Double Standards


The U.S. does not practice in Syria what it preached to Israel during its war against Hamas.

Washington significantly criticized Israel’s approach against Hamas in Gaza not so long ago. “The suspicion that militants are operating nearby does not justify strikes that put at risk the lives of so many innocent civilians,” said a spokesperson for the State Department back then. Now, it is the United States’ turn to lead a war in Iraq and Syria against a terrorist organization — and civilians are dying because Islamic State fighters mingle with civilians; just like their Hamas colleagues did. Things can change very quickly.

Indeed, the U.S. has admitted to having decreased its tolerance level for civilian deaths. President Obama introduced a rule last year that civilian casualties need to be ruled out with significant certainty for any airstrikes against terrorists. This rule has now been suspended for the Islamic State group.

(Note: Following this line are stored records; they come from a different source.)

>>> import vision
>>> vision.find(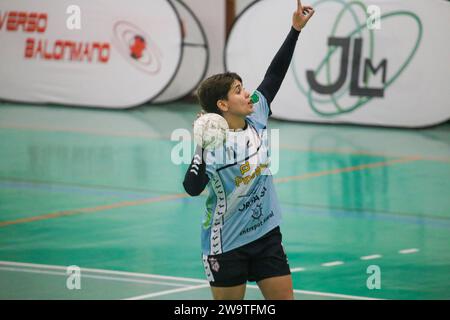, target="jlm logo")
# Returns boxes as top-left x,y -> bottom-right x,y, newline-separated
306,37 -> 387,98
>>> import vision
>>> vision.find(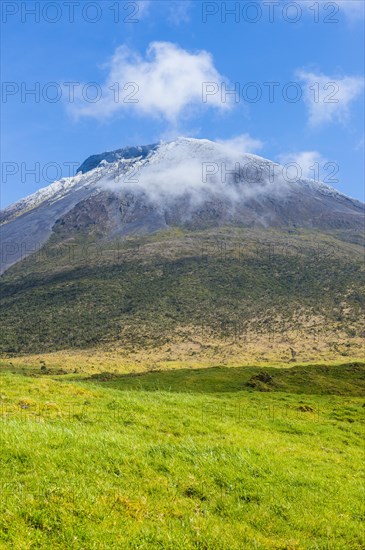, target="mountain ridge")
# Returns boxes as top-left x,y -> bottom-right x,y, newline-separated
0,138 -> 365,272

The U.S. will instead only be bound by the usual ethical standards of warfare.

The U.S. and its allies like France and the U.K. face the same dilemma as Israel in its fight against Hamas: How can a democratic society lead a war and conform to international law against terrorists who disregard international law and hide behind civilians? There are only two choices: Either you let the other side win, or you have to accept that civilians inevitably die in wars, even when you are heavily invested in trying to prevent that from happening. Western nations just learned that lesson in Afghanistan. That’s why it is even more astonishing that whenever Israel faces the same dilemma, [the West] immediately assumes that dead civilians are inherent proof of unethical warfare. It is also striking that the Western public is far less interested in civilians that are killed by U.S. airstrikes in Syria than those killed in Gaza, as if there were a certain standard, which the Western world only applies to Israel — and then forgets about fairly quickly once one’s own country joins the war against terror. One could call that hypocrisy.